A day I’ll never forget Jean, 91

I joined up to the Women’s Royal Naval Service ay 18 because I was keen to help the war effort. I came back from abroad specifically to join up. I worked in combined operations and started off as a messenger then worked my way up. I really enjoyed my time there.

On VE Day I came into London with my husband and my five-week old son, who I carried in a carry cot. We walked to Buckingham Palace and stood outside. We spent the night there and saw Winston Churchill come out on to the balcony with the royal family. It was very exciting to see Buckingham Palace all lit up. We were so relieved that it was the end of the war – we stayed in London throughout the Blitz and it was very dangerous. VE Day was tremendous though and I can’t think of anything better than that night we stood outside the palace. It’s a day I’ll never forget.

 

We definitely had a party that night! Sydney, 85

I was evacuated to Essex during the war, but I ran away back to Fulham where my family lived. I then got sent to Devon, which was lovely. On VE Day I remember that we had a massive street party in Imperial Square. We never had any money, but we had food and ale that night laid out on lovely big tables and someone played the accordion. We definitely had a party that night!

Everyone was in the pub, it was great! Ronald, 86

War was terrible in London and I didn’t get evacuated – my mum wouldn’t have it! Dad worked for the fire service on Goldhawk Road and my mum made ammunitions at a factory in Acton, they put themselves in the war effort. I used to use a bomb shelter at my aunt’s house with all the other children. On VE Day we all had a great p*ss up! Everyone was in the pub, it was great! Just after that I went in to the army myself, but I’ll always remember VE Day.
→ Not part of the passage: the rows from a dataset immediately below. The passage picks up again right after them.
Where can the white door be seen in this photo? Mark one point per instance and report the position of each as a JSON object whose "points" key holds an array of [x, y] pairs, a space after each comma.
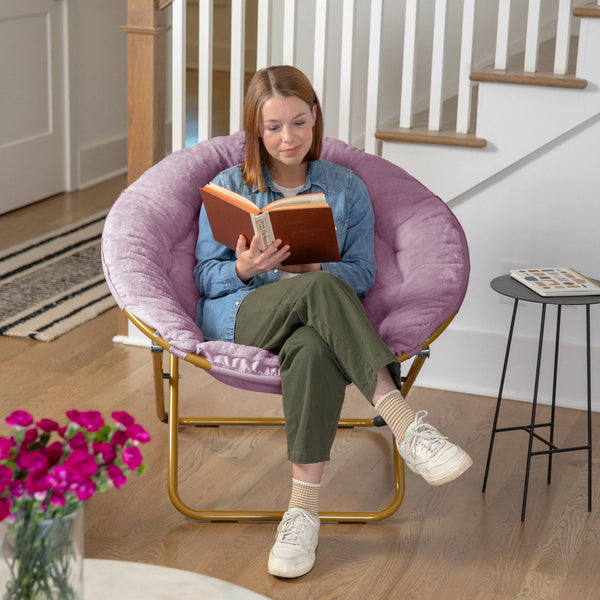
{"points": [[32, 101]]}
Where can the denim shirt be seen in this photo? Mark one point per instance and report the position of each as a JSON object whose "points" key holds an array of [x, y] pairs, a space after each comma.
{"points": [[221, 289]]}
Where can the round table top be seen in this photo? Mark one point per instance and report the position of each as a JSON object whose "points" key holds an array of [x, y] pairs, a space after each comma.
{"points": [[508, 286], [137, 581]]}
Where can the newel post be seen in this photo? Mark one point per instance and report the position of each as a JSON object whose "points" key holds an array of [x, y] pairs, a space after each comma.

We could hear cheering right across London Reginald, 84

I was evacuated twice during the war. In 1939 I was sent to King’s Lynn and I actually heard war declared by Chamberlain whilst stood in a doctor’s office. I then returned to Bethnal Green and was sent to Oxford a few days later. I had a great time there and used to help out the local blacksmith and farmers to keep busy. I then returned to Bethnal Green and saw there had been lots of bombing. Our home was struck twice during the war.

I set up my own allotment on a bomb site next to where we used to live. My mother didn’t know what to do with herself when I turned up with tomatoes, lettuces and potatoes to feed the family with!

A split second decision by my father saved my life. An air raid siren had gone off and we were walking to Bethnal Green tube to meet my mum who was already there. I wanted to run ahead, but my dad wouldn’t let me. We got right to the entrance when people came running out and it turns out that we had narrowly missed the Bethnal Green tube shelter disaster where 173 people died as they got crushed flee from the station.

As for VE Day, I remember I made a bonfire at my allotment and my friends and I stayed up until 1am having fun - that was late for us back then. My mum and dad were in the pub and we could hear cheering right across London. It was a brilliant evening to celebrate the end of the war.